While Democrats crow over an upset win in a special New York congressional election, most conservative commentators have dismissed the notion that the result has any bearing on the 2012 election.

Michael Barone‘s latest Washington Examiner article takes a different approach:

Nonetheless I think it has to be said that the Medicare issue helped the Democrat win an upset victory in a district that remained Republican even in the very Democratic years of 2006 and 2008. The 26th district voted 52%-46% for John McCain in 2008 and 55%-43% for George W. Bush in 2004. Even if you add to Corwin’s percentage the 9% of the votes cast for the self-financing Jack Davis, formerly the Democratic nominee here but this time running as the nominee of a self-concocted “tea party” party, the combined Republican+Davis percentage is just 52%, the same number John McCain won in his losing race , and significantly short of the 55% George W. Bush won in his (nationally) winning race and far less than the 66% and 60% won by the Republican candidates for state controller and attorney general in the district in 2010 (percentages which may be elevated due to the local popularity of Republican governor nominee, Buffalo-based Carl Paladino, who carried western New York by a wide margin but bombed almost everywhere else in New York state).
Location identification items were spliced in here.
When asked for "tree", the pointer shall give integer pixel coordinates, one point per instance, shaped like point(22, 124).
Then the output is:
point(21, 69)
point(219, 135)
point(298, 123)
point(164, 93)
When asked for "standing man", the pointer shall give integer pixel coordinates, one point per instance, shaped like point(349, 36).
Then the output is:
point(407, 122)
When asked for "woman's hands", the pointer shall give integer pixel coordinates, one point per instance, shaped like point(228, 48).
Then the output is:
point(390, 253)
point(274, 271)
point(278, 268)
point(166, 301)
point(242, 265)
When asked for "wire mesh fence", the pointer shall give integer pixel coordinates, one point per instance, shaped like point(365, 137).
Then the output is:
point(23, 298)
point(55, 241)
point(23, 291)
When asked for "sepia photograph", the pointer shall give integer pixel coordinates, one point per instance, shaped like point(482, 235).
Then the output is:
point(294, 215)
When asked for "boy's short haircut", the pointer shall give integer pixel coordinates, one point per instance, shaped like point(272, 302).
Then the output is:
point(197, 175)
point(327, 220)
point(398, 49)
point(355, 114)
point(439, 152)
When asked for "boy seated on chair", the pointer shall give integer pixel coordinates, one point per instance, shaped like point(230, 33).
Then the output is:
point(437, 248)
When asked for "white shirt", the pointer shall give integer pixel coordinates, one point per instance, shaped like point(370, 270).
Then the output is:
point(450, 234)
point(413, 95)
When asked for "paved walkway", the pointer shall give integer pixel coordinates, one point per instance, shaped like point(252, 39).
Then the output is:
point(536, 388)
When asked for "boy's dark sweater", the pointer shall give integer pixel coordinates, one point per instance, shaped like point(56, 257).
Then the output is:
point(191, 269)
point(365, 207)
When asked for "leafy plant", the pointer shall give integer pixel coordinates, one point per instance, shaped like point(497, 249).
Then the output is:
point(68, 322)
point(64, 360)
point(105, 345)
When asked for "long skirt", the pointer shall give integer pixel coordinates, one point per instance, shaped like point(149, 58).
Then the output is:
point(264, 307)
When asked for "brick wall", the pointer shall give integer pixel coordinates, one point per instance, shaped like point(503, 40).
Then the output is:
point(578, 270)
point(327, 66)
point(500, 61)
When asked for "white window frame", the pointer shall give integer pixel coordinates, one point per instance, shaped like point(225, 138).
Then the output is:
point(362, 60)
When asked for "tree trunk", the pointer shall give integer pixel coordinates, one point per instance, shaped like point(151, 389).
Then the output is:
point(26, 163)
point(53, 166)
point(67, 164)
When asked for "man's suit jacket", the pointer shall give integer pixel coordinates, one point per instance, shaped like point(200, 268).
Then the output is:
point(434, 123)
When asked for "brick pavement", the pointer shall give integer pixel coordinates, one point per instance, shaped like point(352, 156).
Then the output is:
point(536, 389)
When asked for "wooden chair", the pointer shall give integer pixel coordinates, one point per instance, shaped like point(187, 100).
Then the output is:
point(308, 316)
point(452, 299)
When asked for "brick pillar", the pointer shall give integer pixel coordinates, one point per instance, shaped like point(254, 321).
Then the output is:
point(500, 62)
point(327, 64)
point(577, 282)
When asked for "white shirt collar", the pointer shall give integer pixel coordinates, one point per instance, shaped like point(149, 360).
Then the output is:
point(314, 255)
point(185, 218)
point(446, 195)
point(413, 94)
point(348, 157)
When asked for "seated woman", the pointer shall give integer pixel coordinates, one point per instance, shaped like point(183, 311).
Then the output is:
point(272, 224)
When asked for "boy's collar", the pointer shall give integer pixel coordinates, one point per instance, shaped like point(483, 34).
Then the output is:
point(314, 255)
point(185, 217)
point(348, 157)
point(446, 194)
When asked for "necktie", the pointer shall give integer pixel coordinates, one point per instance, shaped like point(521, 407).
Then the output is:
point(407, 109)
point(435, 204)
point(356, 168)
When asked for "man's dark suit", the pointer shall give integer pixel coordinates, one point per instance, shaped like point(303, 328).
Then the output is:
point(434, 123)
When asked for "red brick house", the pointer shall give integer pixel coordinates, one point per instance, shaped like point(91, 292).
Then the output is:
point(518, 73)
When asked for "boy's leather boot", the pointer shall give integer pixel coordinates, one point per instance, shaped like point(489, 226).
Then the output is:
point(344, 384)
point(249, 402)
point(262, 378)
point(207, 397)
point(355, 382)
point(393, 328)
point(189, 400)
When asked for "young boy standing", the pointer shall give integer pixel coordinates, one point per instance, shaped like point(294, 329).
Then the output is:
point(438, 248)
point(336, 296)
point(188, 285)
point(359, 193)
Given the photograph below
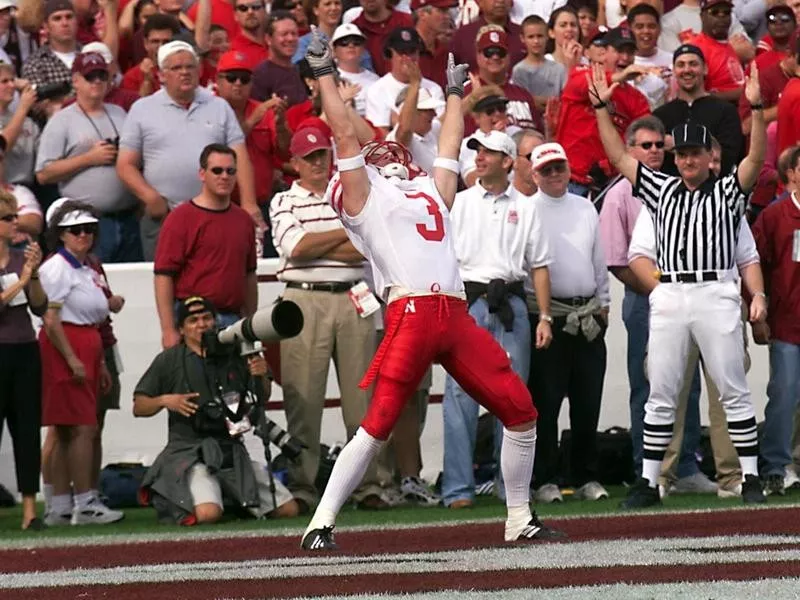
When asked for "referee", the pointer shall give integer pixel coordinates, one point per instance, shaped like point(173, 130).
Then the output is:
point(696, 219)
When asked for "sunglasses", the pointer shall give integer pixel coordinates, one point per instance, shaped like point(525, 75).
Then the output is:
point(494, 51)
point(96, 76)
point(87, 228)
point(220, 170)
point(255, 7)
point(233, 77)
point(553, 169)
point(351, 41)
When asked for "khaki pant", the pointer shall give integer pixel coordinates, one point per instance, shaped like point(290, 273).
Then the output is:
point(331, 329)
point(726, 460)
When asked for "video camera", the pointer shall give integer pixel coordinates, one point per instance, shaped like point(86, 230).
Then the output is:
point(232, 345)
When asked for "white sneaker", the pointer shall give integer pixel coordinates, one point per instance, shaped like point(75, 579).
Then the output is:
point(694, 484)
point(52, 519)
point(591, 491)
point(548, 493)
point(95, 513)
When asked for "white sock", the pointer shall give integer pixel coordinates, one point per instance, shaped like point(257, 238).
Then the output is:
point(83, 500)
point(749, 465)
point(47, 492)
point(651, 469)
point(62, 504)
point(348, 471)
point(516, 462)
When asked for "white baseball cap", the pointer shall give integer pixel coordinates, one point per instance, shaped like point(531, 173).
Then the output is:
point(344, 30)
point(173, 47)
point(75, 217)
point(547, 153)
point(98, 47)
point(494, 140)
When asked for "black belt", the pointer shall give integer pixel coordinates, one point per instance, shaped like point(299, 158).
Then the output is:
point(689, 277)
point(574, 301)
point(335, 287)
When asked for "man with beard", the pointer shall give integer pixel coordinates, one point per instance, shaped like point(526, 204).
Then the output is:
point(694, 103)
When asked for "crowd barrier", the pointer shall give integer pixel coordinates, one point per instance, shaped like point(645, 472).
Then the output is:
point(139, 440)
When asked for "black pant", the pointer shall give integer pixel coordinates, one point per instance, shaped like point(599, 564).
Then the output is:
point(21, 406)
point(573, 367)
These numbers were no worse for Republicans than 2008, but no better either. And so at least in this race in this district the Republican was clearly not running up to 2010 levels.

So I agree wholeheartedly with my Examiner colleague Conn Carroll, Republicans need to go on the offensive on Medicare. Or as the Washington Post’s Dan Balz wrote in his analysis: “Republican leaders believe in their agenda and are not likely to back away from it just because they lost one House seat, particularly one that they could very well win back in 2012. But they have not yet won the argument over how best to deal with the country’s fiscal problems. They have accepted the responsibility to propose. Now they will need to learn how to persuade.”